Find a clean wooden board, home panel will do. After four times after the fermentation of cornmeal, pour wooden board, drying four days, let the cornmeal dry out, the leaven is ready. Be careful not to put it in a sunny place to dry, but to put it in a shady place to dry. To make it easier to use, you can crush all the leavened seeds, divide them into small packages, put one bag outside for spare, and use an opaque container (or a dark-colored container) to contain them. When you make the paste, you don't need to soak it in advance, put it directly into the noodles and add the leavening, then you can mix the paste;
6 Using Rice Wine as Leavening Method
Replace the 100 grams of fermented batter that you added above when you made the dregs head with 120 grams of fresh clear rice wine, not mash, but the clear liquid from the top of the rice wine when you made the rice wine.

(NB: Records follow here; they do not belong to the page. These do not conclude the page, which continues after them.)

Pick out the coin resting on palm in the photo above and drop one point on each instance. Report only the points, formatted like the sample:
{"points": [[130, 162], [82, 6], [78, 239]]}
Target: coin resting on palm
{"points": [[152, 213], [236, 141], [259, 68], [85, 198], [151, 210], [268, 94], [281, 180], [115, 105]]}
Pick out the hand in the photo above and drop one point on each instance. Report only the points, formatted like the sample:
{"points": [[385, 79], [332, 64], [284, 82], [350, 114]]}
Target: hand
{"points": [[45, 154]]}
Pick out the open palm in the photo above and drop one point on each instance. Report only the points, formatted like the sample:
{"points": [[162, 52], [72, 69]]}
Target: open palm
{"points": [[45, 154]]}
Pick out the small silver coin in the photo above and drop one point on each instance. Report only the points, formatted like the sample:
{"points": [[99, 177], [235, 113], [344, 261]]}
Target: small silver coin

If you have less clear liquid on top when making rice wine, grate the rice wine and take enough. If your rice wine is poured from the refrigerator, you have to put the poured sake in a fermenter at 27 degrees - 29 degrees for a while, and then you can adjust the mash head when the sake has fermented and bubbles appear again. All other dosages remain the same, and the steps are the same;
⑦Yeast is afraid of the sun, light exposure will reduce the fermentation properties of the yeast, so in the process of storage, try to put it in a shaded and dry place, avoid direct sunlight, especially in summer. The fermentation of the yeast will slowly decline over time, so the storage time should not be too long, preferably 3-6 months; if refrigerated or frozen can be placed 1-3 years; dry place to store a year can be;
⑧ Workers want to do a good job must be the first to benefit their tools: utensils - wooden troughs, stainless steel troughs, glassware, porcelain urns pickling tanks; each time the boiling water 100?or 75?alcohol Sterilization, in order to maintain the cultivation of bacterial purity;
⑨ Please enjoy the author's original "how to make a piece of flavorful natural old noodle leavening" can be extended to expand the category of fermented dough;
⑩ Please enjoy the author's original "application of leavened dough book", "eight categories of leavened dough".

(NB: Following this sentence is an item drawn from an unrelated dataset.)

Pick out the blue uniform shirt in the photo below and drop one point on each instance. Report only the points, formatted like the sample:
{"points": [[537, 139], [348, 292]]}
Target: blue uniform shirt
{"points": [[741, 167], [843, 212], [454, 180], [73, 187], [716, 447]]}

Du Dechun, Craftsman of Pastry and Cake: 43 years of focusing on pastry and pasta fermentation and bakery food ingredients, recipes, technology, the essence of the aesthetic attainments of the pastry culture; traditional artisan of design; verticality and depth of professional attainments, proficient in the traditional cake and pastry Beijing, Suzhou, Guangdong school heirloom; bread and cake and bakery food senior preservation specialists; a school of its own. Chinese bakery artisan Du Dechun - after Japan and Germany, the real rise of China's local strength of pastry senior craftsmen.